Kuantum Mekaniği ve Spektrumlar
Işık enerji içerir. Bir atomun fazladan enerjisi varsa, foton adı verilen küçük bir ışık paketi göndererek ondan kurtulabilir. Aynı zamanda tersi de çalışır: eğer bir foton fazladan enerji kullanabilecek bir atomun yanına gelirse, foton atom tarafından emilebilir. Bilim adamları spektrumları ilk kez doğru bir şekilde ölçmeye başladıklarında, kafalarını karıştıran şeylerden biri, birçok spektrumun süreksiz olmasıydı. Yani, sodyum yandığında, spektrumu sarı ışığın düzgün bir yayılımı değildi - birkaç farklı, küçük sarı banttı. Ve diğer tüm atomlar aynı şekildedir. Sanki atomlardaki elektronlar sadece çok dar bir enerji aralığını soğurabiliyor ve yayabiliyormuş gibi - ve durum tam olarak böyle oldu.
Enerji seviyeleri
Bir atomdaki elektronların yalnızca belirli enerji seviyelerini yayıp soğurabildiğinin keşfi, kuantum mekaniği alanının kalbidir. Bunu, bir elektronun atomunun çekirdeğinin etrafındaki bir tür merdiven üzerinde olduğunu düşünebilirsiniz. Merdiven ne kadar yüksekse, o kadar fazla enerjisi vardır - ama asla merdivenin basamakları arasında olamaz, şu ya da bu basamakta olmak zorundadır. Bu adımlara enerji seviyeleri denir. Dolayısıyla, eğer bir elektron yüksek bir enerji seviyesindeyse, daha düşük seviyelerden herhangi birine düşerek fazladan enerjiden kurtulabilir - ama arada hiçbir yere değil.
Enerji Seviyeleri nerede?
Bir atom bir arada kalır çünkü merkezindeki çekirdek pozitif yüklüdür ve vızıldayan elektronlar negatif yüklüdür.
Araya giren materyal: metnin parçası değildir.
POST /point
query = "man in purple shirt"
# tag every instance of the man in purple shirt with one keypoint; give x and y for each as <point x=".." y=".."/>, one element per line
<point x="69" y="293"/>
Zıt yükler birbirini çeker, bu nedenle elektronlar çekirdeğe yakın durma eğiliminde olur. Ancak çekimin gücü, çekirdekte kaç tane pozitif yük olduğuna ve diğer kaç tane pozitif yük olduğuna bağlıdır. elektronlar vızır vızır vızır vızır vızır vızır vızır vızır vızır vızır vızır vızır vızır vızır vızır vızır vızır hareket etmektedir ki en dıştaki elektronların pozitifin çekimini çekirdek. Dolayısıyla bir atomdaki enerji seviyeleri, çekirdekte kaç tane proton olduğuna ve çekirdeğin yörüngesinde kaç elektron olduğuna bağlıdır. Ancak bir atom farklı sayıda proton ve elektrona sahip olduğunda, farklı bir element haline gelir.
Spektrumlar ve Elementler
Her elementin çekirdeğinde farklı sayıda proton bulunduğundan, her elementin enerji seviyesi benzersizdir. Bilim adamları bu bilgiyi iki ana şekilde kullanabilirler. İlk olarak, bir madde fazladan enerji aldığında -- örneğin bir aleve tuz koyduğunuzda -- maddedeki elementler genellikle bu enerjiden emisyon spektrumu adı verilen ışık yayarak kurtulur. İkincisi, ne zaman hafif yolculuklar örneğin bir gaz aracılığıyla, gaz bu ışığın bir kısmını emebilir -- bu bir absorpsiyon spektrumudur. Emisyon spektrumlarında, elementlerin enerji seviyeleri arasındaki farka karşılık gelen parlak çizgiler ortaya çıkacaktır, burada bir absorpsiyon spektrumunda çizgiler karanlık olacaktır. Bilim adamları, çizgilerin düzenine bakarak numunedeki elementlerin enerji seviyelerini anlayabilirler. Her elementin benzersiz enerji seviyeleri olduğundan, spektrumlar bir numunedeki elementlerin tanımlanmasına yardımcı olabilir.